VisPile: A Visual Analytics System for Analyzing Multiple Text Documents With Large Language Models and Knowledge Graphs
Adam Coscia, Alex Endert
TL;DR
VisPile addresses the challenge of sensemaking over large text corpora by integrating large language models and knowledge graphs into a visual analytics workflow. The system supports open-ended document retrieval, pile-based grouping, and evidence validation by linking LLM outputs with KG facts, enabling analysts to compare generated and ground-truth information. The authors present design goals, an open-source implementation, and formative domain expert feedback from six intelligence professionals, highlighting benefits of LLM-KG synergy and the importance of provenance. Limitations include reliance on a single LLM and a KRONOS dataset; future work includes exploring longer documents, diverse LLMs, and improved KG alignment and trust mechanisms. The work demonstrates a practical path toward faster sensemaking with AI-augmented visual analytics in intelligence contexts.
Abstract
Intelligence analysts perform sensemaking over collections of documents using various visual and analytic techniques to gain insights from large amounts of text. As data scales grow, our work explores how to leverage two AI technologies, large language models (LLMs) and knowledge graphs (KGs), in a visual text analysis tool, enhancing sensemaking and helping analysts keep pace.
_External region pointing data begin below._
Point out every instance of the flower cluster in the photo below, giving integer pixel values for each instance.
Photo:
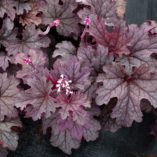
(74, 56)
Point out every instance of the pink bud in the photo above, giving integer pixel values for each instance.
(55, 23)
(87, 21)
(27, 61)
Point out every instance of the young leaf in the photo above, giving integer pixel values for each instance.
(8, 93)
(130, 89)
(64, 13)
(38, 96)
(9, 138)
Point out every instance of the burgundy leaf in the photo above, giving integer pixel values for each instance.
(114, 38)
(32, 63)
(121, 7)
(64, 49)
(3, 152)
(9, 138)
(102, 8)
(140, 44)
(64, 13)
(4, 60)
(95, 58)
(6, 7)
(72, 71)
(67, 134)
(73, 106)
(38, 96)
(130, 89)
(30, 40)
(6, 31)
(8, 93)
(21, 6)
(31, 16)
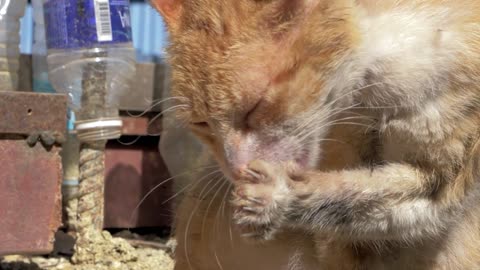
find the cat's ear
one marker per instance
(170, 10)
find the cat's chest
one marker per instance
(410, 135)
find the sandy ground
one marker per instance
(104, 252)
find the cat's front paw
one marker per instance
(261, 200)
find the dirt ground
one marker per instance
(125, 251)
Collaborating with intelligence community experts, we developed a visual analytics system called VisPile. VisPile integrates an LLM and a KG into various UI functions that assist analysts in grouping documents into piles, performing sensemaking tasks like summarization and relationship mapping on piles, and validating LLM- and KG-generated evidence. Our paper describes the tool, as well as feedback received from six professional intelligence analysts that used VisPile to analyze a text document corpus.